Si après 10 à 15 ans de hausse continue le marché du foncier rural connaît aujourd’hui un ralentissement, il apparaît comme un actif stratégique de diversification de patrimoine sur les moyen et long termes… à condition d’être bien choisi.
Agrifrance est un département de BNP Paribas Wealth Management entièrement dédié au foncier rural. Depuis plus de 20 ans, la structure dirigée par Benoît Léchenault édite une note annuelle de conjoncture sur le marché du foncier rural dans l’Hexagone.

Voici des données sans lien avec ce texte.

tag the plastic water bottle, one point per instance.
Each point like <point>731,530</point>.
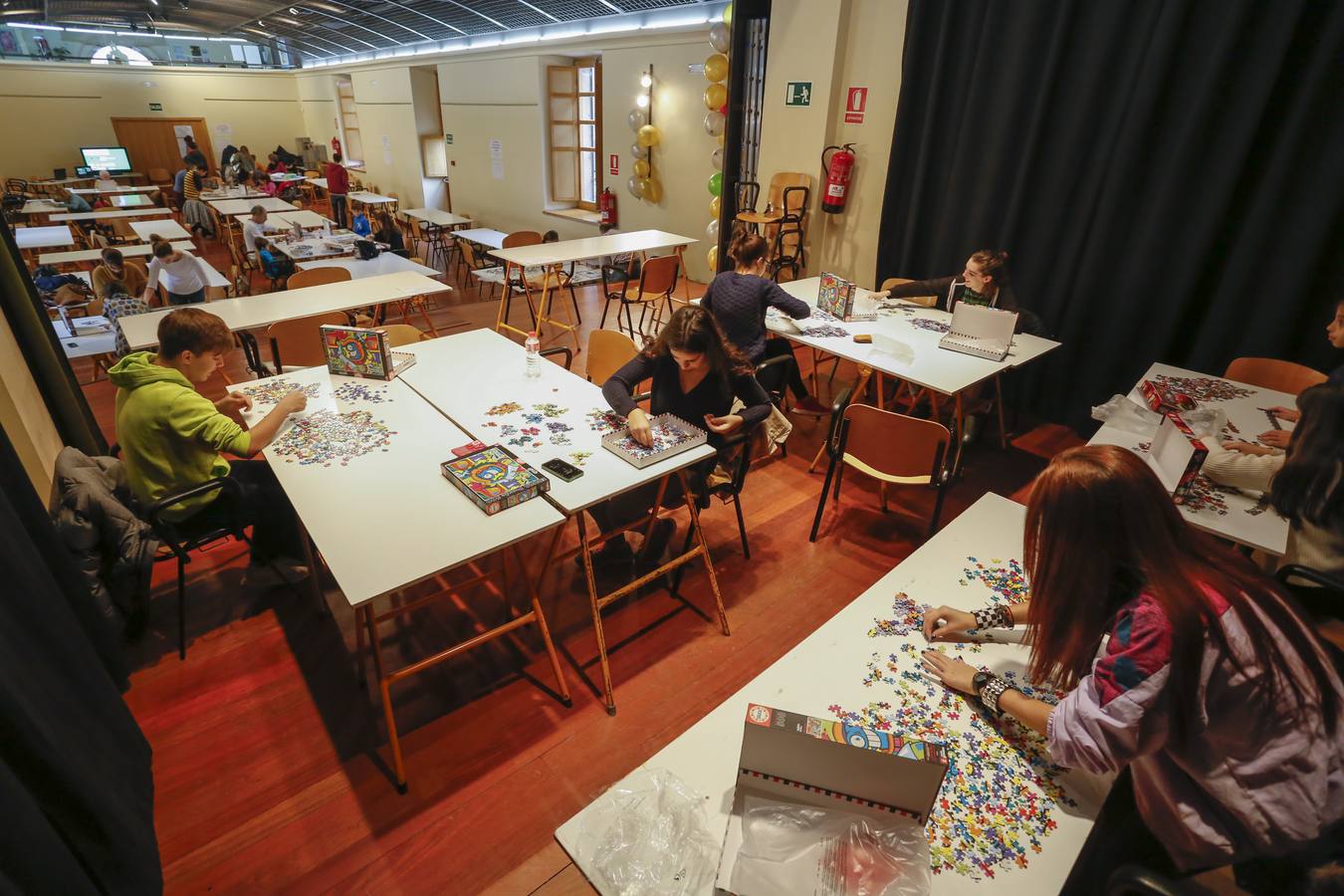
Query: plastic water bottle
<point>534,357</point>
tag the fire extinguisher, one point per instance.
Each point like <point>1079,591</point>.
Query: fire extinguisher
<point>606,206</point>
<point>837,171</point>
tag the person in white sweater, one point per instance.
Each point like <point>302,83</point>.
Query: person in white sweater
<point>1305,484</point>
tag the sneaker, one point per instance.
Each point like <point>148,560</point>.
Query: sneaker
<point>810,406</point>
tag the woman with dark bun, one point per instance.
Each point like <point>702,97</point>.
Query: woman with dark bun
<point>738,301</point>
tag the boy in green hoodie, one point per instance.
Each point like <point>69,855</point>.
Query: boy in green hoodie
<point>171,437</point>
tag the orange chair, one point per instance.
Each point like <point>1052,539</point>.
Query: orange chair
<point>1273,373</point>
<point>890,448</point>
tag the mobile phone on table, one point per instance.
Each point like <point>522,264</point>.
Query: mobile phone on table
<point>561,469</point>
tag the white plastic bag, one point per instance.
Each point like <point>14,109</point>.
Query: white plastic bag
<point>790,849</point>
<point>648,834</point>
<point>1126,415</point>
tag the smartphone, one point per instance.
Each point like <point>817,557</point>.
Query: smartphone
<point>561,469</point>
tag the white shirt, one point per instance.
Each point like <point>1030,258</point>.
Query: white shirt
<point>181,277</point>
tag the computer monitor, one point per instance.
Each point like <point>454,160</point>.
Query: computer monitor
<point>114,160</point>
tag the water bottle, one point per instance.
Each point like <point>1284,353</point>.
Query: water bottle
<point>534,357</point>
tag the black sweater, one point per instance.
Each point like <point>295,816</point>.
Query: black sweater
<point>713,395</point>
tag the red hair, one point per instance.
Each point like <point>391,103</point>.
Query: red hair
<point>1099,531</point>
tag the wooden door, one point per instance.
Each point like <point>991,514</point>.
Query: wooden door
<point>154,142</point>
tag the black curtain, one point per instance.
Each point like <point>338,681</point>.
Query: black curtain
<point>76,784</point>
<point>1167,175</point>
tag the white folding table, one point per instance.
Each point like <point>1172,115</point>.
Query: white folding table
<point>469,373</point>
<point>1226,512</point>
<point>862,668</point>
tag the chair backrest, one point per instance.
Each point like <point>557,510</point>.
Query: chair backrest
<point>928,301</point>
<point>403,335</point>
<point>898,448</point>
<point>607,352</point>
<point>522,238</point>
<point>299,341</point>
<point>1273,373</point>
<point>318,276</point>
<point>659,274</point>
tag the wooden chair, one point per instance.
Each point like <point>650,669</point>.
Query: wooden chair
<point>1273,373</point>
<point>891,448</point>
<point>607,352</point>
<point>298,342</point>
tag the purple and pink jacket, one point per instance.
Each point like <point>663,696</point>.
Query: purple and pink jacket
<point>1244,784</point>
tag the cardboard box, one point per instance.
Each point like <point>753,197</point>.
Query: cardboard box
<point>821,762</point>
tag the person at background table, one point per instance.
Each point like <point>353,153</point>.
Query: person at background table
<point>1305,484</point>
<point>1335,334</point>
<point>194,211</point>
<point>121,300</point>
<point>986,277</point>
<point>738,300</point>
<point>1213,697</point>
<point>359,223</point>
<point>114,269</point>
<point>337,185</point>
<point>172,437</point>
<point>184,276</point>
<point>696,375</point>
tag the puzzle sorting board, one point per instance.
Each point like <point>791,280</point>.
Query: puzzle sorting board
<point>1006,815</point>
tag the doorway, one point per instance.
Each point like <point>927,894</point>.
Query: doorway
<point>157,142</point>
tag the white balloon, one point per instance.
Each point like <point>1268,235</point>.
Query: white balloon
<point>719,37</point>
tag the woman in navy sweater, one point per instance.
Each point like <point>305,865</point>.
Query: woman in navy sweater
<point>738,301</point>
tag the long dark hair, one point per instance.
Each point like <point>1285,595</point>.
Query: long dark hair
<point>694,330</point>
<point>1310,485</point>
<point>1097,518</point>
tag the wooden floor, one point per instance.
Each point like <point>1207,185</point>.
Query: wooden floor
<point>271,762</point>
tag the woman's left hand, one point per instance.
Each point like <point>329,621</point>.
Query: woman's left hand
<point>952,673</point>
<point>723,425</point>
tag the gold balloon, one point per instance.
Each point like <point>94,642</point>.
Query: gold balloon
<point>649,135</point>
<point>717,68</point>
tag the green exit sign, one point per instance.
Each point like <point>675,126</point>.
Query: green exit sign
<point>798,93</point>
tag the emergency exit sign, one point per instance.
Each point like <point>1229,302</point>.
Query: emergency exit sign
<point>798,93</point>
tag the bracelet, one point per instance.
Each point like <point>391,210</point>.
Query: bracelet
<point>994,617</point>
<point>992,692</point>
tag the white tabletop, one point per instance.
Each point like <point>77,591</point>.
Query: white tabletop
<point>92,335</point>
<point>165,229</point>
<point>388,518</point>
<point>43,237</point>
<point>468,373</point>
<point>376,266</point>
<point>481,235</point>
<point>901,348</point>
<point>129,250</point>
<point>576,250</point>
<point>369,199</point>
<point>113,212</point>
<point>1226,512</point>
<point>252,312</point>
<point>833,669</point>
<point>437,216</point>
<point>245,206</point>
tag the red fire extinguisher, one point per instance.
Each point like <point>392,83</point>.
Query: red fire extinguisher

“En France, mais également plus globalement en Europe, l’agriculture, la viticulture et la forêt sont aujourd’hui à la croisée des chemins. Entre la baisse des marchés, un contexte économique incertain et la question de la transmission des exploitations agricoles ou viticoles, les investisseurs en quête de placements alternatifs ont tout intérêt à suivre l’évolution de ces marchés. S’il est bien choisi, le foncier rural représente un actif stratégique dans la construction d’un patrimoine diversifié et reste un excellent support de transmission pour les générations à venir.”
“Le foncier rural reste un excellent support de transmission pour les générations à venir.” – Benoît Léchenault (BNP Paribas Wealth Management)
Malgré l’incertitude et la conjoncture économique un peu compliquée, après 10 à 15 années de hausse continue sur les marchés du foncier rural, le directeur d’Agrifrance note des progressions qui vont de 1 à 4-5% suivant le type de biens et suivant les régions.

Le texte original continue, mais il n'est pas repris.